THE launching of the Russian Sputniks riddled many a cherished U.S. concept, including what was left of a tidy but fallacious military notion: that the Army commands the ground, the Navy rules the waves, and the Air Force controls the air. The post-Sputnik clamor for "leadership" can have few positive results unless the U.S. moves toward some system of military organization that makes effective leadership possible. The pressures of missile technology and loose handling of missile problems by the Pentagon have given new currency to an old idea, most recently and vigorously expressed by the Air Force's retired Lieut. General James H. Doolittle and the Army's research and development chief, Lieut. General James Gavin (TIME, Dec. 23). Both point to the weakness of the present organization of the Defense Department, which in effect sets U.S. military policy by compromise, and ends up letting each separate service go pretty much its own way.
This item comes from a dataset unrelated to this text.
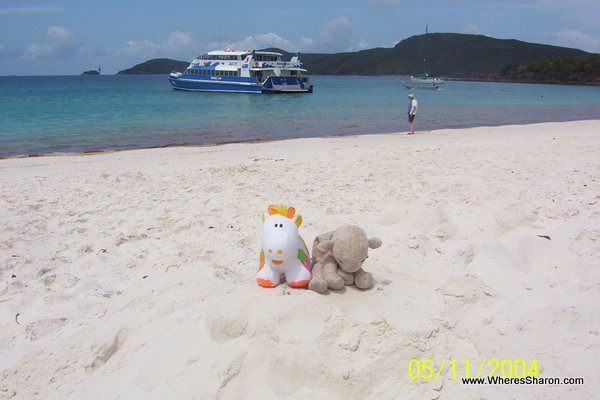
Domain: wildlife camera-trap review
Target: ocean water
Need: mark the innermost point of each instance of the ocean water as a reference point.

Doolittle and Gavin suggest that an integrated staff of military careermen standing above service rivalries could develop an overall U.S. war plan and parcel out service responsibilities within the framework of that plan. Jimmy Doolittle used the classical description of such an organization: "general staff."
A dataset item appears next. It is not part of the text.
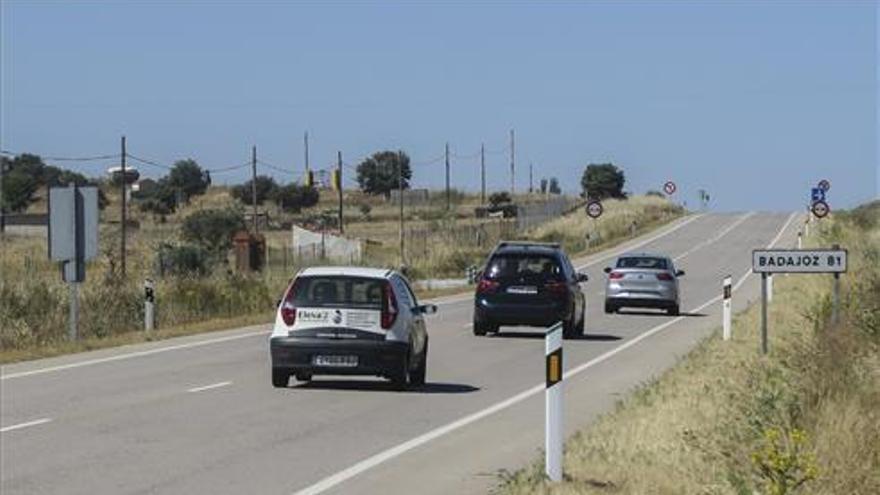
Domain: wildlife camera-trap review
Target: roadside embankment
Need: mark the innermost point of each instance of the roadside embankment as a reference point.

Reconciling the Irreconcilable

The U.S. came out of World War II with its tradition of separate services intact, but the war's major lesson was the need for some measure of armed forces unification. The Army generally supported the unification idea—especially the Army Air Force, because in working out unification, the Army Air Force was to become the separate U.S. Air Force. The U.S. Navy, fearing that it would be swallowed up by amalgamation, launched a campaign of massive resistance.

The National Security Act of 1947 was aimed at reconciling irreconcilable views, and the result was admittedly a compromise. The act tried for unification, yet it required that the services—three instead of the wartime two—be "administered as individual executive departments." The Department of Defense was created, with a Defense Secretary given broad, general powers—but since prohibited by law from tampering with the functions of the separate Army, Navy and Air Force. Each service got its own Secretary, and each Secretary had the right of appeal over the head of the Secretary of Defense to the President of the U.S. and the Budget Director. The National Security Act, amended in 1949, expressly forbids "a single Chief of Staff over the armed forces [or] an armed forces general staff." Instead, it requires that the individual service chiefs of staff double in brass as members of the Joint Chiefs of Staff, which functions under a nonvoting chairman as a sort of advisory committee seeking unified military policy.